ГЛАВА ТРИДЦАТЬ ПЕРВАЯ. ШТУРМ

   Киев притих, припорошенный снегом.
   Единственная в городе магометанская семья, разветвленная, многочисленная, проживавшая в доме на Пыльном Спуске, почему-то не уехала из города. Не то из-за слишком поверхностного знакомства с местным наречием не поняла, что происходит, не то (как поговаривали злые языки) ждала прихода своих.
   В занималовке царила напряженная тишина. Княгиня, с Библией в руках, внимательно рассматривала свои колени, прикрытые богатой константинопольской поневой со слегка стилизованными вышитыми растениями непонятного семейства. Владимир, стоя у прикрытой ставни, смотрел сквозь щель на город. Полководец Вышата с ненавистью глядел Гостемила. Великовозрастная княжна Элисабет, с блудливыми глазами, некогда целовавшаяся с Нестором и спавшая с Лелем, сидела на скаммеле в углу, вытянув длинные пухлые ноги. Анька-перс, тринадцатилетняя, забавлялась киданием кусков жеваной смолы в нарисованную углем на стене рожицу. Остальные дети под присмотром нянек встретили первый снег в Берестово.
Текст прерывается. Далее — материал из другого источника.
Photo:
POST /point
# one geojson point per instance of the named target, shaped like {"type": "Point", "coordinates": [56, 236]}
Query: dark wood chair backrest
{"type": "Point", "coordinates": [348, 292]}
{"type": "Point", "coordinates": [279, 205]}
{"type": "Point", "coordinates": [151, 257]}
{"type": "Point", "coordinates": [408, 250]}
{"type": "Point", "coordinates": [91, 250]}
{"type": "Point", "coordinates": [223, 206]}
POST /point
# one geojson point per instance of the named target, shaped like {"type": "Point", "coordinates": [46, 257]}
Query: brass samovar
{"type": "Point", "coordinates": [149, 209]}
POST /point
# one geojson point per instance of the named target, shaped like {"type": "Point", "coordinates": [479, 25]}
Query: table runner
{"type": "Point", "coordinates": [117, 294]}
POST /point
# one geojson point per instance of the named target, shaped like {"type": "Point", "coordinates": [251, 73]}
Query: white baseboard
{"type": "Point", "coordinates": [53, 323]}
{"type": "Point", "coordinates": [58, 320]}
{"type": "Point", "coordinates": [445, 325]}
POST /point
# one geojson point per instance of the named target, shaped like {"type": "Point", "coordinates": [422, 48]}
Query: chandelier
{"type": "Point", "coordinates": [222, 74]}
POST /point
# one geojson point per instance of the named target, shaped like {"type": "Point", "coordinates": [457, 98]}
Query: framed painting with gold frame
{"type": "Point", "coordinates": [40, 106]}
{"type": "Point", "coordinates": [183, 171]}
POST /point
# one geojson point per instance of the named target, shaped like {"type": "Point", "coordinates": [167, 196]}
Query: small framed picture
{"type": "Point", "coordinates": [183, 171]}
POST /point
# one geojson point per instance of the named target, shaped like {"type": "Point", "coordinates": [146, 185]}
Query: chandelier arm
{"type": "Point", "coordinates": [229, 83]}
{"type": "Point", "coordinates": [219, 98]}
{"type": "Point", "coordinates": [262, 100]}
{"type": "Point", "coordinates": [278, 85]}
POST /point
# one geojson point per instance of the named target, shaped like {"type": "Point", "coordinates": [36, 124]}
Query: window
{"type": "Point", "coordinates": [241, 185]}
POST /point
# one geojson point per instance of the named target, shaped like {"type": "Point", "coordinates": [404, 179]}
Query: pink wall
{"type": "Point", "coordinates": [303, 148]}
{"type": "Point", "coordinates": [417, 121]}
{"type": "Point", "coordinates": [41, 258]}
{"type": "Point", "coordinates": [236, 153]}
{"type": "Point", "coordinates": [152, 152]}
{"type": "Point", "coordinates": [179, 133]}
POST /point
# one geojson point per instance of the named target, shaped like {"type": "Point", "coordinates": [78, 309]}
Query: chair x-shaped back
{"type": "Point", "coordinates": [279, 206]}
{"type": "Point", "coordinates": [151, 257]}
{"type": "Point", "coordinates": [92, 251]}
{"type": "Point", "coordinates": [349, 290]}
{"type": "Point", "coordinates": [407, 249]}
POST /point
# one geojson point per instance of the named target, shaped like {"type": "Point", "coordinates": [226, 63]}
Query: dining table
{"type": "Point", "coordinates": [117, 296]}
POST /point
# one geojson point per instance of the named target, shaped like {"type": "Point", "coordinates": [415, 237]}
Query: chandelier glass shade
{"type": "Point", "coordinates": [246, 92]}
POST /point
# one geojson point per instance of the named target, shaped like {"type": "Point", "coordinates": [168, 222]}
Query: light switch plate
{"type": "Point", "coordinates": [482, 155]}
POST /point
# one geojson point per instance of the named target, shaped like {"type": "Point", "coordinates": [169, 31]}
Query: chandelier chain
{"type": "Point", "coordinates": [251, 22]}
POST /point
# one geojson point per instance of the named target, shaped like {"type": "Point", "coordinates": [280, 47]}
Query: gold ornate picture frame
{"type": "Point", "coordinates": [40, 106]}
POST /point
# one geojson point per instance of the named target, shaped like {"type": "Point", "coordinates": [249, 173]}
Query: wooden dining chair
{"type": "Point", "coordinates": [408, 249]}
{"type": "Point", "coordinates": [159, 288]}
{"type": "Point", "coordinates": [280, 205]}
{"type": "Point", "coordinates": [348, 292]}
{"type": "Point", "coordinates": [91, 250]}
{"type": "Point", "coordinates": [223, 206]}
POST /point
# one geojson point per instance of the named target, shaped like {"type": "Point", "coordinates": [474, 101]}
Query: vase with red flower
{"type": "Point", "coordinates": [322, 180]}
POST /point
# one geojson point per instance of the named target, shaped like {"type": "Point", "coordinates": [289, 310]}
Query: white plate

Владимир, гордый властью, радуясь случаю говорить киевлянам «дети мои», рассудительно отправил в Берестово гонца с повелением задержаться, и хотел вместе с гонцом отправить всех остальных, но княгиня отказалась ехать, а Элисабет и Анька сперва цинично решили, что готовящееся нападение на Киев — просто глупые сплетни, и остались, а теперь было поздно отступать.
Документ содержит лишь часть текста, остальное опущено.